Writing this post is emotional for me. In all honesty, I have mixed feelings about the results. They conflict each other and it doesn’t make any sense.
It took some work on my part, and then I wanted to wait until July to get my genetic testing done. Our deductible resets July 1, so it didn’t make sense to get the genetic testing done until then since we were so close.
My insurance covered the cost of the test because of my family history. There was a small workaround, I paid for it since it was cheaper to do it that way and then was reimbursed. The day I got the letter approving the testing I found myself in my doctors office having my blood drawn.
Within a week the results were ready for me, but I couldn’t see them until my doctor reviewed them. So I called, and they told me they didn’t have them. I requested that the results be shared with me by the lab that did the test. I would have to wait a month.

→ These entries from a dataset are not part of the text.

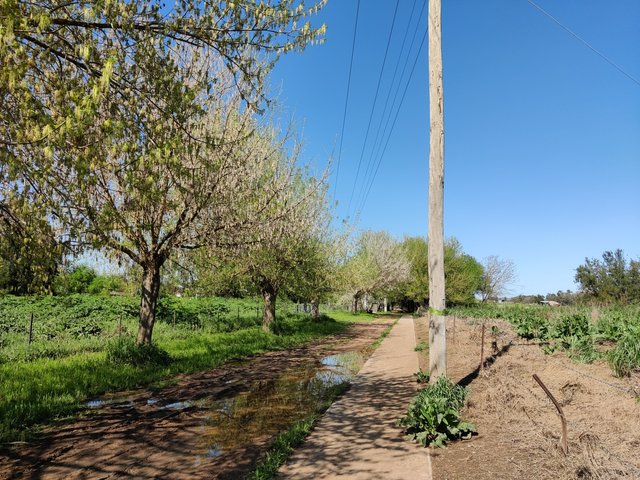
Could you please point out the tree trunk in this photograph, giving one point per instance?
(269, 312)
(437, 320)
(315, 308)
(148, 300)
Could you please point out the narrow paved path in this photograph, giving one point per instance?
(357, 437)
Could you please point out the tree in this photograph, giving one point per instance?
(377, 267)
(29, 251)
(128, 123)
(462, 272)
(318, 268)
(614, 279)
(498, 275)
(437, 320)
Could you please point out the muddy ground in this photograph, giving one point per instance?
(519, 428)
(170, 433)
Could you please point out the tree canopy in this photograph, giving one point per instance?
(614, 279)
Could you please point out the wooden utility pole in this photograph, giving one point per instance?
(437, 320)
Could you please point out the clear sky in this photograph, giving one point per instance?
(542, 136)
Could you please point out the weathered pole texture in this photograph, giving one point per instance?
(437, 321)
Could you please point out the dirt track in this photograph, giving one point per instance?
(519, 429)
(136, 439)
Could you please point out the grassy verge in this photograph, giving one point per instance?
(584, 333)
(285, 443)
(35, 392)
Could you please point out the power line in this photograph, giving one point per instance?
(378, 145)
(587, 44)
(364, 201)
(346, 101)
(375, 100)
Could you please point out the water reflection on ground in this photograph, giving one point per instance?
(261, 411)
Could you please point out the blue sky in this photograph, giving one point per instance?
(542, 136)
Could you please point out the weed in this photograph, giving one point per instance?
(422, 376)
(625, 357)
(124, 351)
(287, 441)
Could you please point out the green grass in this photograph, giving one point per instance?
(37, 391)
(343, 316)
(285, 443)
(585, 333)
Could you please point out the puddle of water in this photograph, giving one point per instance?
(268, 407)
(177, 406)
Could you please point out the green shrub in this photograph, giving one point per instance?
(433, 417)
(625, 357)
(124, 351)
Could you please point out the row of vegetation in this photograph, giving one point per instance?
(41, 389)
(585, 333)
(433, 417)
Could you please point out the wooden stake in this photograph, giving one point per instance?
(437, 321)
(563, 420)
(453, 334)
(482, 350)
(31, 329)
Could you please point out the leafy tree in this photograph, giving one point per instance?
(76, 279)
(29, 251)
(318, 269)
(378, 265)
(614, 279)
(463, 274)
(128, 122)
(498, 275)
(286, 254)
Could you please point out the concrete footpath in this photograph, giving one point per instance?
(357, 437)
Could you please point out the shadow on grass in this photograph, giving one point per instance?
(39, 391)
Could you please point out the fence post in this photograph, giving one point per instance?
(482, 350)
(31, 329)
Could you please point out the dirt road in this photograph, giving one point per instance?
(215, 424)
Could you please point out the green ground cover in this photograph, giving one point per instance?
(585, 333)
(67, 362)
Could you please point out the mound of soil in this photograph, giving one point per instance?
(131, 435)
(519, 427)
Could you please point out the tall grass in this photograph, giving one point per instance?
(53, 377)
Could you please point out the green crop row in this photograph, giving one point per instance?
(585, 333)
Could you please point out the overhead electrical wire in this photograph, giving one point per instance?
(587, 44)
(375, 100)
(375, 158)
(404, 93)
(346, 101)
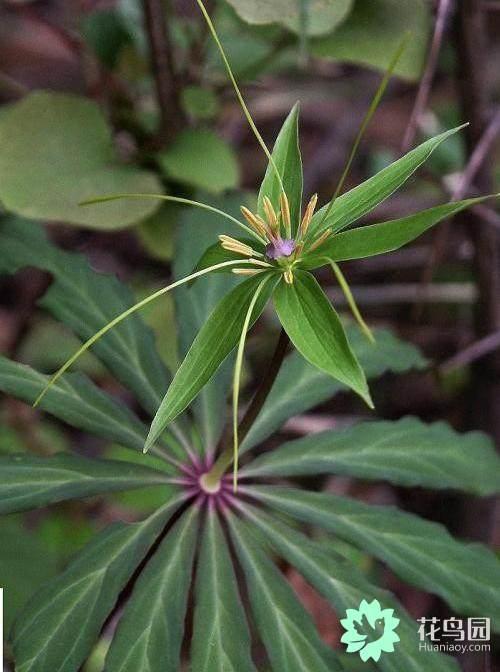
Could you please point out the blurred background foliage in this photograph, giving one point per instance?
(102, 96)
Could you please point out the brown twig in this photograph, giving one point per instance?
(424, 89)
(225, 444)
(472, 353)
(168, 87)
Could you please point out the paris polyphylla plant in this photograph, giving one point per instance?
(282, 248)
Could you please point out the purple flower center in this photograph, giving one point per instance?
(280, 248)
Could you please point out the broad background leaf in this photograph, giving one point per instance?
(301, 386)
(407, 452)
(72, 608)
(372, 32)
(221, 640)
(150, 632)
(64, 155)
(324, 15)
(316, 331)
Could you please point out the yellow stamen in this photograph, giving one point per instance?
(304, 225)
(285, 212)
(319, 241)
(271, 215)
(237, 246)
(256, 222)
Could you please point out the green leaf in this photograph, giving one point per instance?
(214, 342)
(420, 552)
(28, 482)
(150, 632)
(286, 628)
(287, 159)
(200, 159)
(316, 331)
(372, 31)
(60, 624)
(216, 254)
(221, 640)
(156, 233)
(85, 301)
(57, 151)
(77, 401)
(20, 575)
(367, 241)
(365, 197)
(301, 386)
(197, 231)
(407, 452)
(199, 102)
(344, 586)
(323, 15)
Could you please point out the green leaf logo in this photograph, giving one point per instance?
(370, 630)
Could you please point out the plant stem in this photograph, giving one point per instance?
(167, 84)
(225, 459)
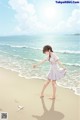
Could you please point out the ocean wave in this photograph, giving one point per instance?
(21, 74)
(67, 64)
(57, 51)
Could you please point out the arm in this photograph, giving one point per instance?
(43, 61)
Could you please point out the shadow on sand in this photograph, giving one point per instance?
(50, 114)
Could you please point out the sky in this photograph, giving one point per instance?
(28, 17)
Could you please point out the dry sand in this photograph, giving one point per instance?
(16, 91)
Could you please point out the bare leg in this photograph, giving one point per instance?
(44, 87)
(54, 89)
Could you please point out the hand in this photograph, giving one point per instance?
(34, 66)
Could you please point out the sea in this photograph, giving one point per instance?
(20, 53)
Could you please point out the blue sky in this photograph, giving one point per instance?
(19, 17)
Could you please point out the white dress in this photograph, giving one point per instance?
(55, 72)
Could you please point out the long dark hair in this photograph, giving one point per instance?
(47, 48)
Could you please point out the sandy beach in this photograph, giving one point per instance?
(16, 92)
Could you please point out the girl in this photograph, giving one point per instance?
(55, 72)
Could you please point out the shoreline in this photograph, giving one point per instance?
(17, 91)
(41, 79)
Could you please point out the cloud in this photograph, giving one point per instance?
(29, 23)
(25, 14)
(71, 25)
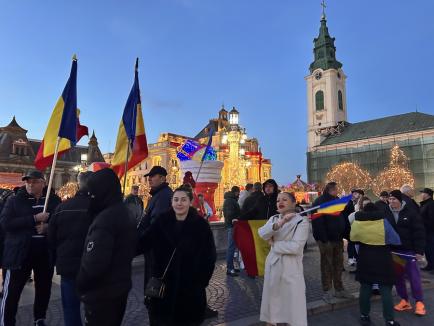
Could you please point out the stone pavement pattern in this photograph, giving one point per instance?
(234, 298)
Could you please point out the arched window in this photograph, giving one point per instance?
(340, 100)
(319, 101)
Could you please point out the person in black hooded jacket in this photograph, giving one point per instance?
(67, 231)
(328, 231)
(104, 278)
(190, 269)
(26, 247)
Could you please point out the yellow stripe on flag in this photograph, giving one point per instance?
(262, 247)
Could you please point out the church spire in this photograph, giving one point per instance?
(324, 49)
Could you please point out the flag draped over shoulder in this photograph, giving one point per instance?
(63, 123)
(131, 134)
(374, 232)
(334, 207)
(254, 249)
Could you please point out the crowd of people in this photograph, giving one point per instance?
(91, 239)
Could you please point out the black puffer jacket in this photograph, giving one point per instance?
(328, 227)
(374, 263)
(19, 225)
(67, 231)
(231, 209)
(191, 268)
(105, 271)
(427, 213)
(409, 228)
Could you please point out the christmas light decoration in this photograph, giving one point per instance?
(396, 174)
(348, 176)
(68, 190)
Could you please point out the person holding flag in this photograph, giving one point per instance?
(26, 216)
(328, 231)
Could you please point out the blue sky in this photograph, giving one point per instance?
(197, 54)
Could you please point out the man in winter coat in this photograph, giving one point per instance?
(250, 209)
(66, 234)
(26, 247)
(104, 278)
(134, 203)
(231, 212)
(160, 202)
(328, 231)
(409, 226)
(427, 214)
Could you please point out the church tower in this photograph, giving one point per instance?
(326, 96)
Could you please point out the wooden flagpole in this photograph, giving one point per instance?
(50, 180)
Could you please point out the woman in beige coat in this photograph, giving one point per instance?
(284, 293)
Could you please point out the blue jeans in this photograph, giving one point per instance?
(70, 302)
(231, 250)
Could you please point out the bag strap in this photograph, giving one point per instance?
(168, 264)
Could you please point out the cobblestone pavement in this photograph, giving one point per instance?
(234, 298)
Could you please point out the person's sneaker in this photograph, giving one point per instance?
(40, 322)
(231, 273)
(343, 294)
(420, 309)
(392, 323)
(365, 320)
(210, 313)
(403, 305)
(328, 297)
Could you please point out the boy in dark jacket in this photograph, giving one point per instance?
(407, 223)
(231, 212)
(104, 279)
(328, 231)
(66, 234)
(26, 247)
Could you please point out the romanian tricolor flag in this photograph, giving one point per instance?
(334, 207)
(374, 232)
(253, 248)
(131, 141)
(64, 123)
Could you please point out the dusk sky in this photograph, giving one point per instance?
(197, 54)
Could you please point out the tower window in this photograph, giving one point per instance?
(319, 101)
(340, 100)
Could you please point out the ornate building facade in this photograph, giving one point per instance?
(241, 155)
(332, 139)
(17, 154)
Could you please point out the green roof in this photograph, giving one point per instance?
(396, 124)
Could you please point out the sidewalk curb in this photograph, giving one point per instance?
(318, 307)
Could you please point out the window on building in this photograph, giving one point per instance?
(340, 100)
(319, 101)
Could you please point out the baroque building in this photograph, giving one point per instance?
(241, 155)
(332, 139)
(17, 156)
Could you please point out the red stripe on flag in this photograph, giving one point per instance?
(245, 243)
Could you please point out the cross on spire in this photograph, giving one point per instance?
(323, 5)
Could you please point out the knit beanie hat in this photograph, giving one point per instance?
(397, 194)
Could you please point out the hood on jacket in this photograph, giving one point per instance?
(274, 184)
(230, 194)
(105, 190)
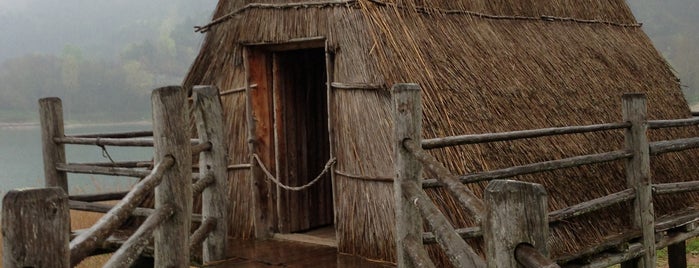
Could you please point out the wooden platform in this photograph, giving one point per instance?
(277, 253)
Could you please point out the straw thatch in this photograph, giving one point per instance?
(484, 66)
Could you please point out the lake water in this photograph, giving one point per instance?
(21, 163)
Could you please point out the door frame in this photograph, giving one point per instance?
(261, 111)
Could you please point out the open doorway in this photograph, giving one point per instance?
(301, 139)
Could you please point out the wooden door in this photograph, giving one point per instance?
(302, 146)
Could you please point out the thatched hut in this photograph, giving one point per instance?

I called back again and got the same response from my doctor. And a few weeks later called and explained that they would have to log in to the website for the lab and get my results. This was torture for me.
A few minutes later they called me back with the results.
Negative.
You guys. This is so frustrating. I am now stuck waiting for my body to have cancer before I can do anything. I can’t be preventative in my health. While I know that I may not get cancer, the possibility is there for me. Especially with my mom, her mom and my grandma all having breast cancer.
You guys. This is so amazing. I know that I haven’t passed the BRCA gene down to my daughters! It isn’t a cancer sentence for them! I can hope that this means they can live life with less worry.